OK I hear all of what you are saying and i thank you for all the comments here is some answers and questions back.

I understand what you think ZA is saying where it has not checked dont forget this has happened twice now is it coincedence that after a fresh install it happened exactly after that.

I dont have 2 AV tools running i have NOD on this pc and NAV on another i just use both to scan on each pc not on the same.

If i was not using Utorrent at all in any shape way or form and was just playing WOW for instance why would i get those DHCP messages etc listed in original post.

Like i have said it only bombs out my connection when playing online games not when downloading an Utorrent works fine it is just that this problem has happened straight after clicking the yes box

[splintax]

Weird that it would happen "straight after clicking the Yes box".

Basically what we are saying is the problem (and I have it with my router from time-to-time too) is that the number of connections you have open is overloading it and causing it to crash. However the DHCP errors you have here seem to be saying something also about DHCP lease times expiring?

I would suggest that you look through your router and check out the limit on DHCP lease time, just so we know.

[bleh]

I'm guessing that he blocked the ping command , which is something ISP's sometimes use to determine if a IP lease is to expire or not. (ie, they ping you, and if you don't respond, they reassign your ip to somebody else because they think you're offline)

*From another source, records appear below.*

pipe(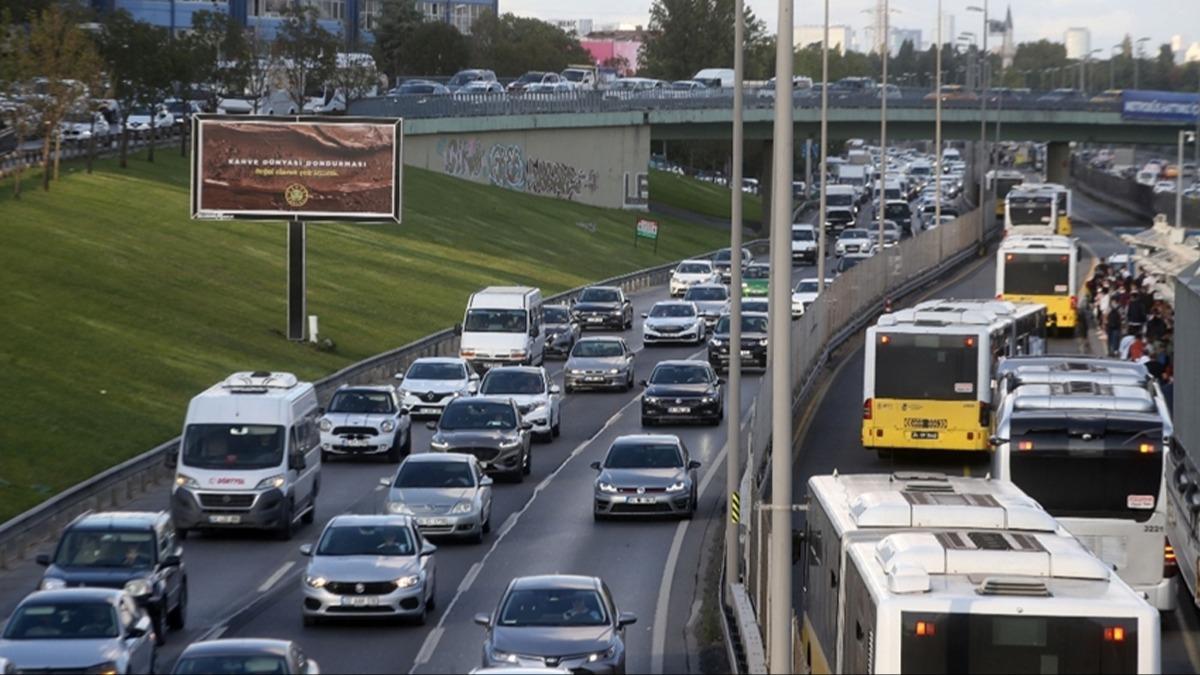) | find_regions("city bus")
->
[988,169,1025,217]
[794,473,1162,673]
[996,234,1080,335]
[991,357,1178,611]
[862,300,1045,455]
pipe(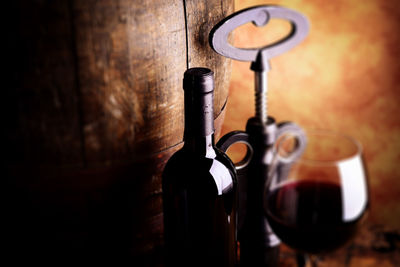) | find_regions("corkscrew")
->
[209,5,309,266]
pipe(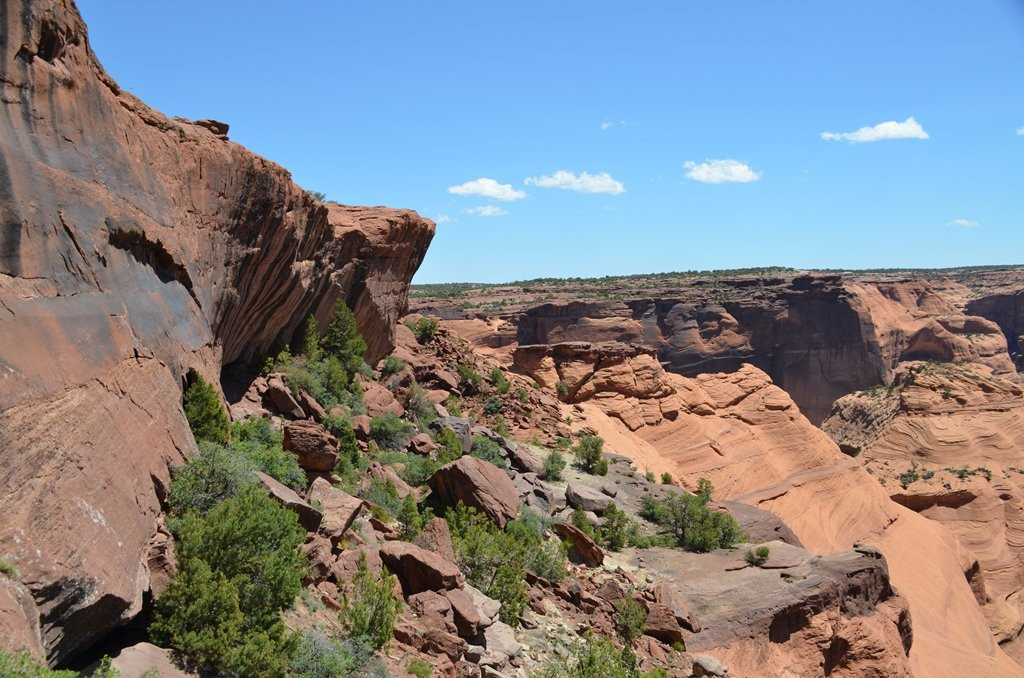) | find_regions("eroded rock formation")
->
[0,0,433,662]
[822,363,1024,660]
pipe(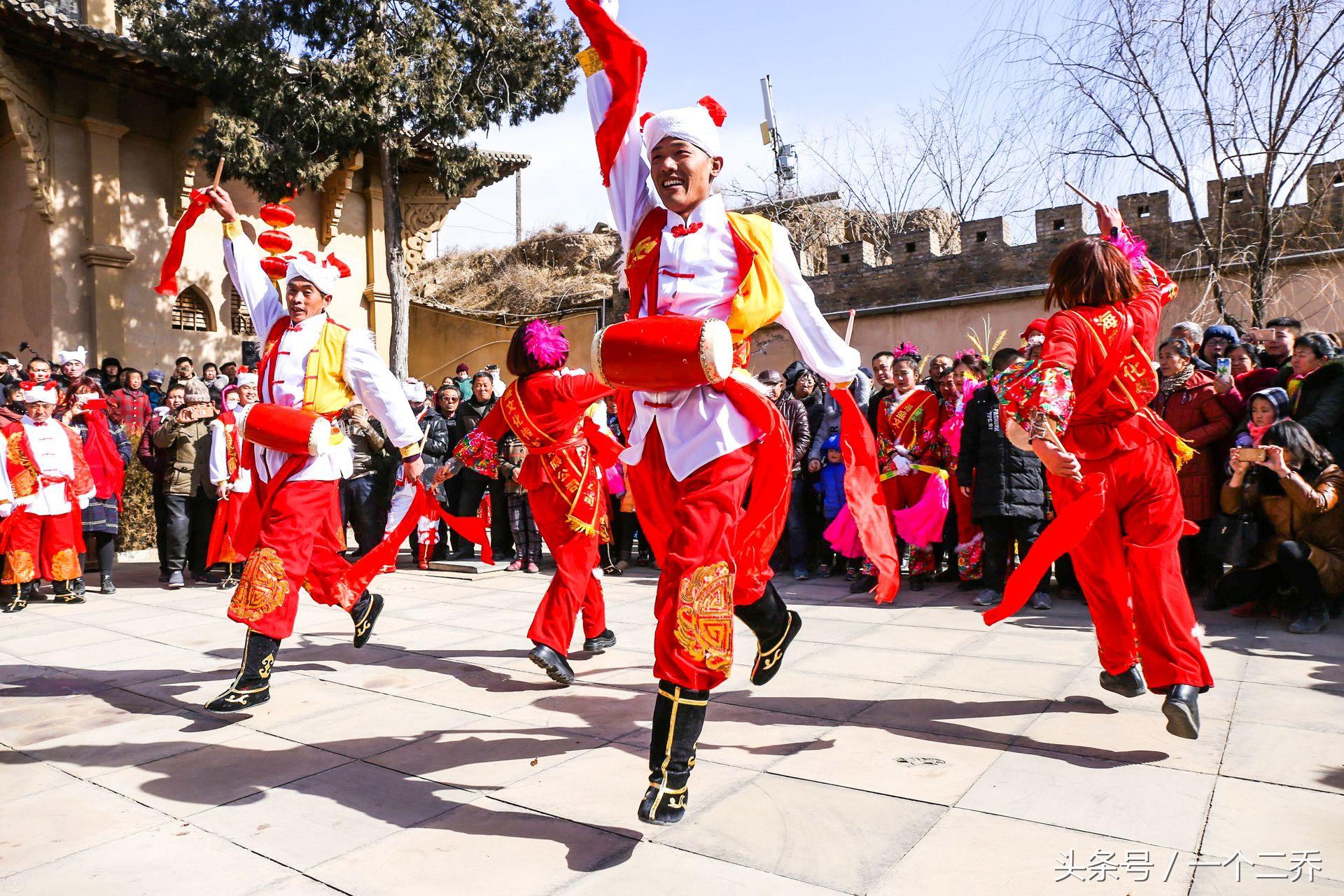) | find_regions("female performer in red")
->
[434,320,621,685]
[985,204,1214,738]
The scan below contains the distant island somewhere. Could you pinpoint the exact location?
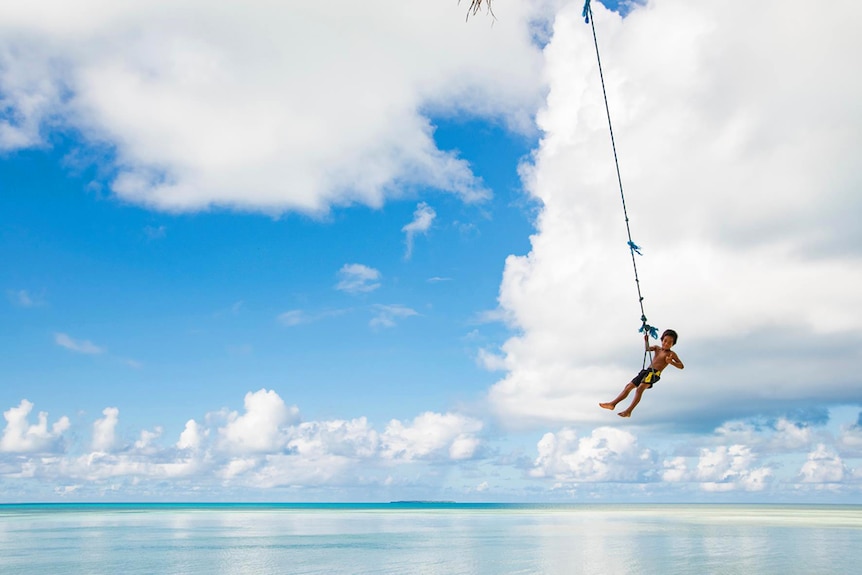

It could also be your router aswell doing the "lease release jigg".

So, my advice is to reset your firewall rules, and read up on what ports to block and which to keep open. (so you don't go blocking the wrong ports again)

[Eliksec]

Thank you all again for your replies and advice what a great lot

I dont have a router i have just connection to internet via cable modem with 10 Mb connection would this change anything

[Firon]

Have you tried just uninstalling Zone Alarm to test? There's been cases of the firewall nuking people's internet connections before.